Post-transcriptional modulation of cellular iron homeostasis

The cellular expression of many of the proteins involved in iron homeostasis is regulated post-transcriptionally at the translational level. This allows for rapid responses and precise changes in the uptake and utilisation of iron within the cells. Iron responsive proteins that are post-transcriptionally regulated include DMT1, ferroportin, TfR and ferritin.

The control mechanism is mediated through iron regulatory protein (IRP) and iron responsive elements (IRE). IRP are RNA-binding proteins that bind to specific non-coding sequences that are known as IRE within the untranslated region (UTR) of mRNA transcripts. IREs can be present in either the 3′-UTR or 5′-UTR of the target mRNA. Transcripts with IRE motifs in their 5′-UTR include the ferritin and ferroportin, whereas target mRNA with IRE motifs in the 3′-UTR include TfR and DMT-1.

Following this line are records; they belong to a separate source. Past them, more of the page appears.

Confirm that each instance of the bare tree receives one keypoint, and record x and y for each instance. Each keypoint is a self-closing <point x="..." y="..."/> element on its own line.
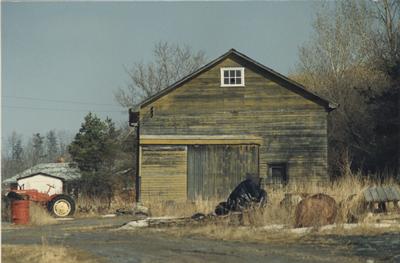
<point x="336" y="63"/>
<point x="171" y="63"/>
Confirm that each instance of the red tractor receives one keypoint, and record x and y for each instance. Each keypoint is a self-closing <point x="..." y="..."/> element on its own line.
<point x="59" y="205"/>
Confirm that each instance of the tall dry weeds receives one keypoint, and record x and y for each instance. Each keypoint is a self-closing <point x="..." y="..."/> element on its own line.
<point x="38" y="215"/>
<point x="347" y="192"/>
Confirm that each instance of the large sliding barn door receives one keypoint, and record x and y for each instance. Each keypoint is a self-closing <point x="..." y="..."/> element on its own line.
<point x="163" y="173"/>
<point x="215" y="170"/>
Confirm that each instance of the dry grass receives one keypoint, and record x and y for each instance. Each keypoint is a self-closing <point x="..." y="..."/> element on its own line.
<point x="43" y="253"/>
<point x="38" y="215"/>
<point x="347" y="193"/>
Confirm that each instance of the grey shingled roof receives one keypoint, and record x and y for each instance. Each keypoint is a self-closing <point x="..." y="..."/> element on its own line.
<point x="60" y="170"/>
<point x="286" y="82"/>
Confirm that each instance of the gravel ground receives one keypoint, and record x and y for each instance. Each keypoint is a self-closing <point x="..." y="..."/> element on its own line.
<point x="100" y="238"/>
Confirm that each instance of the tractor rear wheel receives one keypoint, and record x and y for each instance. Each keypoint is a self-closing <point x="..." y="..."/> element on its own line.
<point x="61" y="206"/>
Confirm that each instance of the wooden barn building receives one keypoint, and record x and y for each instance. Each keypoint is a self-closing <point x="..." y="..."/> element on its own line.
<point x="232" y="118"/>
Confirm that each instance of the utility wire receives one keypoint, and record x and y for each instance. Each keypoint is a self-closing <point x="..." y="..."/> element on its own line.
<point x="58" y="109"/>
<point x="61" y="101"/>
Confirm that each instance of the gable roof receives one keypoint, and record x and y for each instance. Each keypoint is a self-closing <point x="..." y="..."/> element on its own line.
<point x="58" y="170"/>
<point x="288" y="83"/>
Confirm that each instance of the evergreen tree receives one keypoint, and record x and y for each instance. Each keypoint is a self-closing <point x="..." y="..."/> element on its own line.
<point x="94" y="145"/>
<point x="51" y="146"/>
<point x="94" y="150"/>
<point x="37" y="148"/>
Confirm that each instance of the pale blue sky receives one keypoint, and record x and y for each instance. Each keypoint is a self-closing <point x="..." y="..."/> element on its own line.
<point x="75" y="51"/>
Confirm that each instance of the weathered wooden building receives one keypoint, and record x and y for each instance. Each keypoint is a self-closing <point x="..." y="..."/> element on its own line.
<point x="233" y="117"/>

IRP binding to the IRE motif in the 5′-UTR of target mRNA can inhibit translation while IRP binding to IRE motifs in the 3′-UTR stabilises the mRNA and enhances translation.

In cells with adequate iron content i.e. iron-replete, iron can bind with IRPs and prevent them from binding to the IRE motifs of their target mRNA. In the case of ferritin and ferroportin which have IRE motifs in the 5′-UTR, the failure of IRP binding to the IRE releases inhibition and facilitates translation of ferritin and ferroportin, so that excess iron can be diverted to ferritin or exported out of the cell.

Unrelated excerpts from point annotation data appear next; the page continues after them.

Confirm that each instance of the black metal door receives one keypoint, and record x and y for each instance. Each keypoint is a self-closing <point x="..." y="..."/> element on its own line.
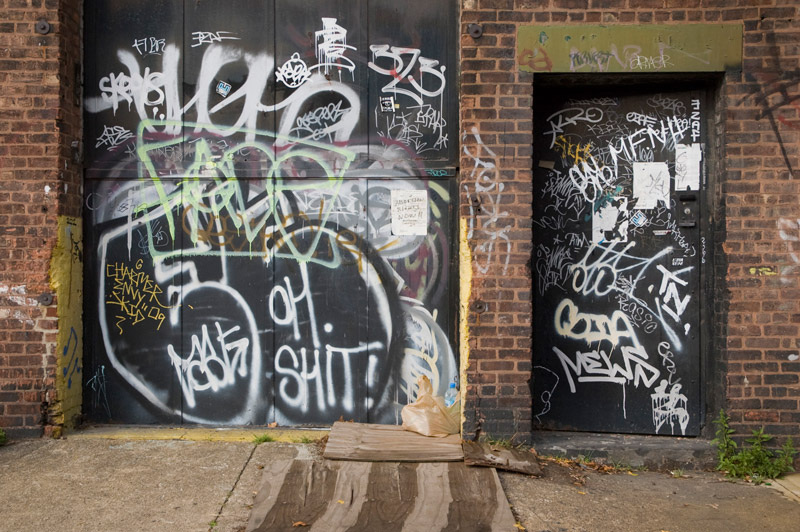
<point x="617" y="182"/>
<point x="246" y="165"/>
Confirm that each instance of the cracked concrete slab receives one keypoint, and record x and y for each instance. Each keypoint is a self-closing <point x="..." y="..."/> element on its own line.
<point x="101" y="485"/>
<point x="563" y="501"/>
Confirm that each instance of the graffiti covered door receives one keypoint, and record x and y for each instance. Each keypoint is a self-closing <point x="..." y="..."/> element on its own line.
<point x="617" y="257"/>
<point x="242" y="169"/>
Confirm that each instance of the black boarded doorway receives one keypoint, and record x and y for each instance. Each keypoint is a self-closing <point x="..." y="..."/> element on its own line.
<point x="617" y="184"/>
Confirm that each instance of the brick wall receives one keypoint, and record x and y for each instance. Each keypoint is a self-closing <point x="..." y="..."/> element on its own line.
<point x="756" y="296"/>
<point x="38" y="181"/>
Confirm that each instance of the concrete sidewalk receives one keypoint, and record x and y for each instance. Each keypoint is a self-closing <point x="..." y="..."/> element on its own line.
<point x="188" y="480"/>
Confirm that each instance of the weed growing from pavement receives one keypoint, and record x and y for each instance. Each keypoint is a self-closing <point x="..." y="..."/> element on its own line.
<point x="264" y="438"/>
<point x="754" y="463"/>
<point x="505" y="443"/>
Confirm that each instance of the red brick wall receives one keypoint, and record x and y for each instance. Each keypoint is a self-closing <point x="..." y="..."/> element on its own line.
<point x="756" y="293"/>
<point x="38" y="181"/>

in the iron-deficient state, IRPs are conformationally free to to bind to IRE. The binding of IRPs to IREs at the 3′-UTR of TfR and DMT1 transcripts stabilises and promotes translation of the proteins, so that there is enhanced uptake of iron into the cell. Conversely, the binding of the IRP to the 5′-UTR of ferritin and ferroportin represses the translation of both proteins, hence reducing the unnecessary iron binding by ferritin and iron export by ferroportin, eventually leading to increased levels of free iron available for cell utilisation.

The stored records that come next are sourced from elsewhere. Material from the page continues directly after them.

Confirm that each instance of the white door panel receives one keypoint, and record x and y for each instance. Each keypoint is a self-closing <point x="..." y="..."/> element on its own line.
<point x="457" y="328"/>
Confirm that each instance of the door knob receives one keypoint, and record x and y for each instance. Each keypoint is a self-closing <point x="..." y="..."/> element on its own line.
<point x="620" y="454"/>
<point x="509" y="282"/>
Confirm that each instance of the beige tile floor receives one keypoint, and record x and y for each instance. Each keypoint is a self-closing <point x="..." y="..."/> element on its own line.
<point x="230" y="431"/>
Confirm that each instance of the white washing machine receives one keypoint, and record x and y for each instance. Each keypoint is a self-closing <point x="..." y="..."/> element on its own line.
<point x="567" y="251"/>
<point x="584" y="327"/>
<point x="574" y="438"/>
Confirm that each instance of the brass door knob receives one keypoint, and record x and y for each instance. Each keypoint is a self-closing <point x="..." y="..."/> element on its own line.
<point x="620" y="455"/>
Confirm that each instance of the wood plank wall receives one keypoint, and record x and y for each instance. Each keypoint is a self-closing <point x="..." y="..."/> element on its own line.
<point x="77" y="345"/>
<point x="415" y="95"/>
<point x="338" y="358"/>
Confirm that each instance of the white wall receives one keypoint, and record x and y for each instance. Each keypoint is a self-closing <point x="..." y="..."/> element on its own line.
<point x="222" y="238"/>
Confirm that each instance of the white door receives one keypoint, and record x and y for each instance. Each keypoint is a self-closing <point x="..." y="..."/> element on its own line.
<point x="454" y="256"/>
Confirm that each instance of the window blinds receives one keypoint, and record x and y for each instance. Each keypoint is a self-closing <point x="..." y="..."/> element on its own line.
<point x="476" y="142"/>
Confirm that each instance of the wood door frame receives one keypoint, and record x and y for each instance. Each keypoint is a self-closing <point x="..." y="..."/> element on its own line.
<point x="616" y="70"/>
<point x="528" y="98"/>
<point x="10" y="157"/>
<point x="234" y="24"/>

Regulation of iron by hepcidin

Hepcidin is produced in the liver and is an important regulator of iron homeostasis through its action on ferroportin. Hepcidin binding to ferroportin causes internalisation and degradation of ferroportin, hence preventing iron release from cells such as duodenal enterocytes and splenic macrophages.

Hepcidin levels can be effected by:

1. Inflammatory mediators such as TNF-a and IL-6. These mediators cause increase hepcidin release from the liver and limits systemic iron availability by decreasing ferroportin expression and transport of iron to the outside of enterocytes and splenic macrophages.
2. Iron content of hepatocytes. High levels of transferrin saturation as sensed by hepatocyte TfR, and facilitated by HFE, causes release of hepcidin to attenuate further absorption and uptake of iron . Mutations of the HFE gene and loss of iron-sensing signal of TfR causes iron accumulation in Type I haemachromatosis. Increase in cellular iron also causes increase of BMP-6, a protein that binds in an autocrine fashion to its receptor, and together with its co-accessory protein hemojuvelin (HJV) increases hepcidin release.
3. Increased erythropoiesis. Enhanced erythropoiesis can release signals that reduce hepcidin secretion, so that more iron is made available for erythroid development.
4. Oxygen tension of hepatocytes. Low oxygen tension within hepatocytes induce expression of a membrane protease, matriptase-2, that cleaves HJV, thus blocking hepcidin release via the BMP-6/BMP-6R/HJV circuit. Low hepcidin allows for more iron efflux from enterocytes and splenic macrophages into circulation.

The role of hepcidin in the pathogenesis of anaemias associated with chronic inflammation and malignancies will be explored further in subsequent teaching modules.